HDU 1198 Farm Irrigation (and collection)

Test instructions

Benny has a spacious farm land to irrigate. The farm land was a rectangle, and is divided to a lot of SAMLL squares. Water pipes is placed in these squares. Different Square has a Different type of pipe. There is one types of pipes, which is marked from A to K, as Figure 1 shows.

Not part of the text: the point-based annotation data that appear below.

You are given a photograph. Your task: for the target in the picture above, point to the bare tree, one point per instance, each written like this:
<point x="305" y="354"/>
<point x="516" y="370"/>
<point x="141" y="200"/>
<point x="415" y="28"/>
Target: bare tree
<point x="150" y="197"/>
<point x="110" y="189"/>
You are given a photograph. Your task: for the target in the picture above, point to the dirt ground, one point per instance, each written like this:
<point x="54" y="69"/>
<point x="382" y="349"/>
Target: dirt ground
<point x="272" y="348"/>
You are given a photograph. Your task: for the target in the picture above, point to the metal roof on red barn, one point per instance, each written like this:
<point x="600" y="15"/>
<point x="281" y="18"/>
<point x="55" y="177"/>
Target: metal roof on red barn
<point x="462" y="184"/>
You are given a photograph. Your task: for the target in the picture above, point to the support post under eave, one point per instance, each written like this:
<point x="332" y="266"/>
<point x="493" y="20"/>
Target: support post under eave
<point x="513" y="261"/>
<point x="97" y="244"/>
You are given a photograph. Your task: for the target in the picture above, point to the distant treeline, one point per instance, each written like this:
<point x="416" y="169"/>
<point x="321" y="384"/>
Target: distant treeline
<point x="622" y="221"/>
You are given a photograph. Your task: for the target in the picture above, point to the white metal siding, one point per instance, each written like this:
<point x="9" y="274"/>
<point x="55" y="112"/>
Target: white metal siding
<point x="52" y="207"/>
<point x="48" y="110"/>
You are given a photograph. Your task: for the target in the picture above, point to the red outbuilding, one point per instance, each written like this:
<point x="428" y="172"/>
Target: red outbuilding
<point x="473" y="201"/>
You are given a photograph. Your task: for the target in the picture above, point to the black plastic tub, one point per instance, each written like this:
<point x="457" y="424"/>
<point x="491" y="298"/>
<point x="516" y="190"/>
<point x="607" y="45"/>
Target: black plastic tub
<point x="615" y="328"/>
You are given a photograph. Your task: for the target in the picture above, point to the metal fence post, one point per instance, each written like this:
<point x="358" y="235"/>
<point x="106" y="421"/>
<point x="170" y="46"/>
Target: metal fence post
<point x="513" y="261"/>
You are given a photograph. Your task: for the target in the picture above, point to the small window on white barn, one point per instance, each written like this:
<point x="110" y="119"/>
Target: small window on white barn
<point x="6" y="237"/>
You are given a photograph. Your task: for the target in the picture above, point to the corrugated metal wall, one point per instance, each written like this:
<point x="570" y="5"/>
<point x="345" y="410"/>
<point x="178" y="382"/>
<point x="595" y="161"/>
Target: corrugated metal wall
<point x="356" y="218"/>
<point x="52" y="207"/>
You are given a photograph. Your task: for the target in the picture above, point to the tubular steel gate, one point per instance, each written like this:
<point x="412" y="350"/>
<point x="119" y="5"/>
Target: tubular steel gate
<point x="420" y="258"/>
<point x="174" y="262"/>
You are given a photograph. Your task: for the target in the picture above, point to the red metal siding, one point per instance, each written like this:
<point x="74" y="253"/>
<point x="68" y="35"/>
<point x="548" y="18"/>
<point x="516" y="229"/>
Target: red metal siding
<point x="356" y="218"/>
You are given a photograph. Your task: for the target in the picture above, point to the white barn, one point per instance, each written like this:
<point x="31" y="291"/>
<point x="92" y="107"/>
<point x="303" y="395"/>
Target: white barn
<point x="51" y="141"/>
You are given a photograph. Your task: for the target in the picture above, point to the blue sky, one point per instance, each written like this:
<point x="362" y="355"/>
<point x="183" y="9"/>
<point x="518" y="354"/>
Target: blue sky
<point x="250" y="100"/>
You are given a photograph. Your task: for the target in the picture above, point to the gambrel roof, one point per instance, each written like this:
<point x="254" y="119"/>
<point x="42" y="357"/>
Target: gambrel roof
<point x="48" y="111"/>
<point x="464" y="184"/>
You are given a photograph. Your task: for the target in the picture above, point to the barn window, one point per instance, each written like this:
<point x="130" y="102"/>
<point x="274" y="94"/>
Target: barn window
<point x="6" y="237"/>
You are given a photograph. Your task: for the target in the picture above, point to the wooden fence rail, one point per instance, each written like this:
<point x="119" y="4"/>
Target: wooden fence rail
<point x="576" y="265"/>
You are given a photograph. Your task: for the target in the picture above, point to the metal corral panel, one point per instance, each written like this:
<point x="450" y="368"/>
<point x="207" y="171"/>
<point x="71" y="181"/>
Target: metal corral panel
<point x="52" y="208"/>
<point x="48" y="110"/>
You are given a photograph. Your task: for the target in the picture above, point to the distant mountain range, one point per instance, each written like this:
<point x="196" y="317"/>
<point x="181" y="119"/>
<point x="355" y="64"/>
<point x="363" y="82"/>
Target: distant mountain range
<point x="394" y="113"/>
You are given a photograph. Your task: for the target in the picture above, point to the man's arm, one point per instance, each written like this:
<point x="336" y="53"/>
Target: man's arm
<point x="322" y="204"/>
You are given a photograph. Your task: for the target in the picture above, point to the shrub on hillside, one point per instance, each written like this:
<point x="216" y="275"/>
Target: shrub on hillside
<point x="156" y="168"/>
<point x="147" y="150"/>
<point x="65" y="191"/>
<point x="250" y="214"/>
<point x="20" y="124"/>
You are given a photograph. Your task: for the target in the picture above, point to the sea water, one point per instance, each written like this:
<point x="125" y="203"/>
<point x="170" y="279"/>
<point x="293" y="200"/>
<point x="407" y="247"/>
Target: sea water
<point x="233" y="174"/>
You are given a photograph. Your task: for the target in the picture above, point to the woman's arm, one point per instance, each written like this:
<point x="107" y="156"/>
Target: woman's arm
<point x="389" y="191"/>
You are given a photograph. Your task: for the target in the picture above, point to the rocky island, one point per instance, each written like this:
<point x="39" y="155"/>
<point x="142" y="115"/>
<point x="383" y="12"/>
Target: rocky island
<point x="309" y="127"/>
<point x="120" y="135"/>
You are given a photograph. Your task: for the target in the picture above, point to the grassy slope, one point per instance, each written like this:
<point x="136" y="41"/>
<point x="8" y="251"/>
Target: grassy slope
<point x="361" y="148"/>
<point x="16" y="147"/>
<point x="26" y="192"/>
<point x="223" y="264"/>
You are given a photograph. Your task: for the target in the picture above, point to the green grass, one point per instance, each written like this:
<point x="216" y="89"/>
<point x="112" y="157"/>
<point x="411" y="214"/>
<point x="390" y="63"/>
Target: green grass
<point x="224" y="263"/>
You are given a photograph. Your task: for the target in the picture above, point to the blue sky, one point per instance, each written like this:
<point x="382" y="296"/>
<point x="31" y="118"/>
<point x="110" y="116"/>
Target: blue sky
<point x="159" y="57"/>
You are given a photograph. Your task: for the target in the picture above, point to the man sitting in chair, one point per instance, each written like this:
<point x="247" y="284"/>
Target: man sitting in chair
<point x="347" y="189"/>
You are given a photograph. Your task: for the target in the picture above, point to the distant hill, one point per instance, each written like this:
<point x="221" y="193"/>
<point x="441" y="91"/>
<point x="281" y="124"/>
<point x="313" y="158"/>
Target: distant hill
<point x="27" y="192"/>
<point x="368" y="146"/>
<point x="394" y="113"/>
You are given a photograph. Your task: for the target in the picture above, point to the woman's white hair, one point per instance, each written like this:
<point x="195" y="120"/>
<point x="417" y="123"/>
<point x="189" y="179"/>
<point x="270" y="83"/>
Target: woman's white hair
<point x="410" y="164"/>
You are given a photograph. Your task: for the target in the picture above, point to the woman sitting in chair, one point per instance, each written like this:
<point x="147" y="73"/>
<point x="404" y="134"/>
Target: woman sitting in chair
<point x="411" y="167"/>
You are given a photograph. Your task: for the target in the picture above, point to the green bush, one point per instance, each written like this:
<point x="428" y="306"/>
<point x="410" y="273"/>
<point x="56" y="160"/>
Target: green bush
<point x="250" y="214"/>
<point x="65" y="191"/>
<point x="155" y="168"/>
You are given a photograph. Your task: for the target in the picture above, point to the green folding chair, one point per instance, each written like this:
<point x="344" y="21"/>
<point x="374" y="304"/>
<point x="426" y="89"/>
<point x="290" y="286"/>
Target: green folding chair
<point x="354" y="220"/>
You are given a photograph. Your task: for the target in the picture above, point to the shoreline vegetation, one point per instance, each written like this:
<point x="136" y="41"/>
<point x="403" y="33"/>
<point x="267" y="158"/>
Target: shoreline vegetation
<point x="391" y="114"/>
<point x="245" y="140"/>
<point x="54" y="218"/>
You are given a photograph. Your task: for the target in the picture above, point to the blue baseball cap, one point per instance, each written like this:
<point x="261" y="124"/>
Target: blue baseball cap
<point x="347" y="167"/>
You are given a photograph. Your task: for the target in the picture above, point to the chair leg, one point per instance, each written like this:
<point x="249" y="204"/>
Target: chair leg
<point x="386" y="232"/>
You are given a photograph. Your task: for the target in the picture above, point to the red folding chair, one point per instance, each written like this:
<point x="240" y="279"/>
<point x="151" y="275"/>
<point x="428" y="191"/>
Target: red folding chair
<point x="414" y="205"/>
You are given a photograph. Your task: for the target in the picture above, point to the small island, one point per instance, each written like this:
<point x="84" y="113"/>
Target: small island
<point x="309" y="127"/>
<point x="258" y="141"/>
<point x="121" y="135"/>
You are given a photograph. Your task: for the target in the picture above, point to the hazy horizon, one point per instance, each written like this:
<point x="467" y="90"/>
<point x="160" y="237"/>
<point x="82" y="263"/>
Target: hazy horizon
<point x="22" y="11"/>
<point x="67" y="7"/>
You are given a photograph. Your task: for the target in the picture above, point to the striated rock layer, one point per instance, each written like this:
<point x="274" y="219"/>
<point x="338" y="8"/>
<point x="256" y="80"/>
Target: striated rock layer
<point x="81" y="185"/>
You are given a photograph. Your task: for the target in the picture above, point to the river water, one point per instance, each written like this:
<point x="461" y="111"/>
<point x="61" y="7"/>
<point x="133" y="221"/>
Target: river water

Benny has a map of his farm, which is an array of marks denoting the distribution of water in the over the pipes farm. For example, if he has a map

Adc
Fjk
IHE

Then the water pipes is distributed like

Several Wellsprings is found in the center of some squares, so water can flow along the pipes from one square to another. If water flow crosses one square, the whole farm land in this square is irrigated and would have a good harvest in autumn.
Now Benny wants to know on least how many wellsprings should is found to has the whole farm land irrigated. Can you help him?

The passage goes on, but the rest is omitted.